Hizo una pausa. El Negro aprovechó para gozar con la idea de la paliza que se habrían llevado los otros y las que los esperaban, durante unas cuantas noches, en la celda del pabellón correccional.

– Además, ha sido muy noble tu actitud al no querer acostarte para cuidar a tu pobre compañero. Yo he impuesto aquí una disciplina de hierro porque era necesario. Pero también sé premiar a los que se lo merecen. Acabo de hablar con el ingeniero. El puesto de capataz en la usina es tuyo. Empezarás a trabajar el lunes. Y ahora es necesario que te vayas a dormir, que buena falta te hace.

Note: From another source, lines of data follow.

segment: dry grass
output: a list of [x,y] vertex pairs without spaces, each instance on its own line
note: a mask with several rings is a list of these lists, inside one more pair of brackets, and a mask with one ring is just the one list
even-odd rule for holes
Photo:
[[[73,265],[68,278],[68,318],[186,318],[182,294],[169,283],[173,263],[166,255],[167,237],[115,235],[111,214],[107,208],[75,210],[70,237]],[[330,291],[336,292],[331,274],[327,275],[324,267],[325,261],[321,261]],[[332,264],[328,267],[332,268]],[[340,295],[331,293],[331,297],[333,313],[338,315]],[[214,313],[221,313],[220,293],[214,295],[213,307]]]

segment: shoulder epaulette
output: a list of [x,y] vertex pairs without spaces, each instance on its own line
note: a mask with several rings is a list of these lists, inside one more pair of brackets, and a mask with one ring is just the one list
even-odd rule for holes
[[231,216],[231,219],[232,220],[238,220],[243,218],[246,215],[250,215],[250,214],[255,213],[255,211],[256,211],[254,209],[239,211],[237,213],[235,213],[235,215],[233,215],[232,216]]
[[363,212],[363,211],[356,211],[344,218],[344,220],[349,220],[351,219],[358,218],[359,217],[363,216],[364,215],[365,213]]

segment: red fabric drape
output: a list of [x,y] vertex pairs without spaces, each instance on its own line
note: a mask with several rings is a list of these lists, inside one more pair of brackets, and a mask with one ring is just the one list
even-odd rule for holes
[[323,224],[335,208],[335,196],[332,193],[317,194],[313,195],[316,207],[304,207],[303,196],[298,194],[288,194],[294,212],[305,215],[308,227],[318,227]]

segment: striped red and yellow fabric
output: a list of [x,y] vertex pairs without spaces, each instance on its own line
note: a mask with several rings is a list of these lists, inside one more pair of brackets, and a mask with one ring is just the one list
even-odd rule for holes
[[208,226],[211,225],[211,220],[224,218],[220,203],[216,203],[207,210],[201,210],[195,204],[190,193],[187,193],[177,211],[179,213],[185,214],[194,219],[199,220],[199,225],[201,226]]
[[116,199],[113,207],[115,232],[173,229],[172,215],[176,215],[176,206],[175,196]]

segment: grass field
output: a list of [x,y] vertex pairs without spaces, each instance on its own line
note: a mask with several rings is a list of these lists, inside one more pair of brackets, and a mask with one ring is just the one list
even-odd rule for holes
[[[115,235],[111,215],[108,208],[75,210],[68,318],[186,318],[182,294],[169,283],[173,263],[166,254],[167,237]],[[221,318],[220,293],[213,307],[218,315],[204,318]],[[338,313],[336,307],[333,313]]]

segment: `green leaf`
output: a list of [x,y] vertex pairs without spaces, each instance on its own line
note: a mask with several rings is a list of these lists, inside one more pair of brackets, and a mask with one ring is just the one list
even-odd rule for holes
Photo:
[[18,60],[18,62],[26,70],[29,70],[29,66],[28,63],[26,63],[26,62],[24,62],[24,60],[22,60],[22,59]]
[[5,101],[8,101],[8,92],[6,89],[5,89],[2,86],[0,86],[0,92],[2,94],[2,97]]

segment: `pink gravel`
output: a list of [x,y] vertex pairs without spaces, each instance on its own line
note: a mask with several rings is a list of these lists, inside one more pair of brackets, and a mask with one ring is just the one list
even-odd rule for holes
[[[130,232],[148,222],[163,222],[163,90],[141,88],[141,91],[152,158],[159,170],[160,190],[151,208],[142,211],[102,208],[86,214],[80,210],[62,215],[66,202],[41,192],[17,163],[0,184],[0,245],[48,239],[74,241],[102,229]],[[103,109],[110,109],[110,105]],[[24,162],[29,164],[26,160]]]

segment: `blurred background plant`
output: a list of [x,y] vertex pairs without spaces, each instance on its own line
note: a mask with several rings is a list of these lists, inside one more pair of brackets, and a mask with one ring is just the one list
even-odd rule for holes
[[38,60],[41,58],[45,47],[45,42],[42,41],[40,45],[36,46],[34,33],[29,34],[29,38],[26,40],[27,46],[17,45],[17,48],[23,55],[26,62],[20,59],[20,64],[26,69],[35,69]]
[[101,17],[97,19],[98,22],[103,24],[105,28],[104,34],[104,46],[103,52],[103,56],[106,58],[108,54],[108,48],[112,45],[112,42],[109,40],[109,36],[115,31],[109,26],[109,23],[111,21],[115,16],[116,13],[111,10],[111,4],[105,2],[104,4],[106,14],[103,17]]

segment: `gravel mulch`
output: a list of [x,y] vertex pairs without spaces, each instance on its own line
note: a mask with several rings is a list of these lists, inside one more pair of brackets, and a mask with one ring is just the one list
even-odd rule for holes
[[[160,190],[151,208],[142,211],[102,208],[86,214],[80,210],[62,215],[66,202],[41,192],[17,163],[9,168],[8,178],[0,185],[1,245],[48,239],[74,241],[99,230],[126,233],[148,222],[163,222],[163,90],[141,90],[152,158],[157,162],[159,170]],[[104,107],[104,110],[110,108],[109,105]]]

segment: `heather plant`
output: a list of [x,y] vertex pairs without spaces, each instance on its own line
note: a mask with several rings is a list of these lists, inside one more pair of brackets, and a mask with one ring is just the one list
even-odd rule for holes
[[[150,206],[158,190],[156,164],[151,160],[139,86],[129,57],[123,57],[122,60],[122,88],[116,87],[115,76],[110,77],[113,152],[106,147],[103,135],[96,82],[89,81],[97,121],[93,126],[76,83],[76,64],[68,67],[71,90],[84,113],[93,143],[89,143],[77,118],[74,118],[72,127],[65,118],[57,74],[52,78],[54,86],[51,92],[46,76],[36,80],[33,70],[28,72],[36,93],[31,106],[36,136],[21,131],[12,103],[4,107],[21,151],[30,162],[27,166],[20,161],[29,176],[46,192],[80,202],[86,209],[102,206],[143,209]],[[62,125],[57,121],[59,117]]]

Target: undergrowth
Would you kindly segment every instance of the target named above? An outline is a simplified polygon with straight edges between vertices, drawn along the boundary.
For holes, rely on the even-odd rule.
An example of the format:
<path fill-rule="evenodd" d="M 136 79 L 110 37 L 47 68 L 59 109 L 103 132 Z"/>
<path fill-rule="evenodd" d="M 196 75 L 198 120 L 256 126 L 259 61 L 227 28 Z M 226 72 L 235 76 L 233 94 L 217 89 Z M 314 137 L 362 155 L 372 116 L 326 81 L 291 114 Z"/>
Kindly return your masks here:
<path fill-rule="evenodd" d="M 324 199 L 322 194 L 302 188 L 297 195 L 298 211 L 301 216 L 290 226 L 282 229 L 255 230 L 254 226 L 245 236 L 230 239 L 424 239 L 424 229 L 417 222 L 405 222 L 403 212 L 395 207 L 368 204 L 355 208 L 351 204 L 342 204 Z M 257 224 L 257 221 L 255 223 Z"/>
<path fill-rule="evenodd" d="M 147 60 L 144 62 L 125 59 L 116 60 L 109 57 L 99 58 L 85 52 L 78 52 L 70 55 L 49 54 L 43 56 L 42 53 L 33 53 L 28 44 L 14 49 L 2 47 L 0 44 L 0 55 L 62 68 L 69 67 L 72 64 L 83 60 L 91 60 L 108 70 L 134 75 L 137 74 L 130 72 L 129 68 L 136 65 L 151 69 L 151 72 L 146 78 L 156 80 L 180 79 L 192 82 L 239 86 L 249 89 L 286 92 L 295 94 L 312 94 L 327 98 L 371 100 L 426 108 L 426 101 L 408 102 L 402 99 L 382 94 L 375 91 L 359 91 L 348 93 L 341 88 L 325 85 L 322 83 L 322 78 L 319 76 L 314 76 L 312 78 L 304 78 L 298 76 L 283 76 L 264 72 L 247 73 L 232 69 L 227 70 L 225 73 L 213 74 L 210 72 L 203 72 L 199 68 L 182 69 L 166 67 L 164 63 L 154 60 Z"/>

El Negro dijo “gracias” y sonrió confuso. Los empleados no sabían si destinar sus caras endurecidas de importancia al cuerpo de la cama, a la fuga que habían impedido o a la generosidad del director. Se fue pensando que éste hablaba como el cura, y, ya en la puerta, saludó al día con un rabioso:

– ¡Qué hijo de perra!

¡Qué hijo de perra! murmuró sin saber por quién, mientras se levantaba apretándose los ríñones doloridos. Los otros iban más adelante mezclándose por momentos con la noche que caía rápida. Sobre el cielo ennegrecido, los cuerpos, prolongados en las herramientas de trabajo, hacían extraños dibujos retintos. El guardián vigilaba la fila en regreso, recorriéndola a caballo, alzando el grueso rebenque que colgaba de la muñeca.